Just as she at last gains some understanding, she finds that Denis has abandoned her for Liz once again. Exasperated, Leila leaves her life and work in New York for the serenity of Florida, using an inheritance from her birth mother to buy a boutique and house on the coast.

But even in Florida with an attractive new neighbor, she’s unable to settle down. She discovers she might have misjudged Denis even as she’s preparing to travel to Spain and meet the birth mother she’s known all her life, but only as a friend of her foster mother’s. And since Denis is also in Spain for a yearly family reunion, Leila begins to think that second chances might be possible in more areas than she suspected.

Overall, it provides a slower-paced, believable look at how people change in subtle yet tangible ways as a result of those around them. Thanks to Leila’s slow and thoughtful way of reading the journal, the pacing is maintained to where one learn things over many pages rather than in one revelation scene, and there is definitely some spice to the romance, but it’s primarily a story of growth and coming to terms with the past.

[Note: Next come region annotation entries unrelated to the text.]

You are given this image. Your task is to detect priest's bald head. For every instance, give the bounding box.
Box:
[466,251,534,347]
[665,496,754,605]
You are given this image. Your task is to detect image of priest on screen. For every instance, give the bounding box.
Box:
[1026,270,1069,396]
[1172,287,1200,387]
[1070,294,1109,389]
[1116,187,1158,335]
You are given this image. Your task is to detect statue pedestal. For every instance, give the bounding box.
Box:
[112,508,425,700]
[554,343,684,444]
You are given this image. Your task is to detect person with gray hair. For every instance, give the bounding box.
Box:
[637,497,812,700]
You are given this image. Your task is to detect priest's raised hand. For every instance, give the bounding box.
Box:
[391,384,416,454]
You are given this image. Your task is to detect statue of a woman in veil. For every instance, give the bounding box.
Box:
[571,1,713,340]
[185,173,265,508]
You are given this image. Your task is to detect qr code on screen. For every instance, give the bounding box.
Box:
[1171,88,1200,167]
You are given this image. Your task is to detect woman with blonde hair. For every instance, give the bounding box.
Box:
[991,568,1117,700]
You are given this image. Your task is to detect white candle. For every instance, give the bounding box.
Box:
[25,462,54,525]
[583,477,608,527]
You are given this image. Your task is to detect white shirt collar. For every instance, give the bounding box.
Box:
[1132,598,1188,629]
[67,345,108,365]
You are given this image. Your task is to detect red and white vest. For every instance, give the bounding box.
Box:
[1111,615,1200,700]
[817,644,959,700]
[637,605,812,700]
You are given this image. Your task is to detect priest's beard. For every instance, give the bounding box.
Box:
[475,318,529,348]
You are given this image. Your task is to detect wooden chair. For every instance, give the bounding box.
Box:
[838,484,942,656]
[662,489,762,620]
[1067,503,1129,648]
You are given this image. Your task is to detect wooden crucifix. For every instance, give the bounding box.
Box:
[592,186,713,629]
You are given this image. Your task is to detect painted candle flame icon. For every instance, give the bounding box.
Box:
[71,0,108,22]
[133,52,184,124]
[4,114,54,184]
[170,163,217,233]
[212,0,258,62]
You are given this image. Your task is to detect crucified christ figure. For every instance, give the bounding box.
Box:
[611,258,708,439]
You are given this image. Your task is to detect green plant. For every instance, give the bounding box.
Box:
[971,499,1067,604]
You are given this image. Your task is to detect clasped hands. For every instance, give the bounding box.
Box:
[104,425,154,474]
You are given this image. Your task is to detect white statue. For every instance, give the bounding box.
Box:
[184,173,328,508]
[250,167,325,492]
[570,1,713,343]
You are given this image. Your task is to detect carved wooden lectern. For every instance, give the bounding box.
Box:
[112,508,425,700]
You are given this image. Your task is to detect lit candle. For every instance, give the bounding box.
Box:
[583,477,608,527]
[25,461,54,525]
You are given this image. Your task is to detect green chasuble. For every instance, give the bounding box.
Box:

However, the characters don’t feel well-explored, as though there are depths to them which the author isn’t aware of or hasn’t examined. It isn’t that they’re two-dimensional; they seem complex and genuine, but it feels like the author glossed over really seeing them, rushing to just tell their story. Thus, their actions can lack clear motivation, even once the novel is finished, and the climax feels given away rather than earned, despite the struggles Leila faces.

Still, it’s a delightful parallel tale about facing life and love together and nicely bridges the passage of years in the character’s lives. With rich, evocative settings, this tale will appeal to readers of contemporary fiction and women’s fiction alike.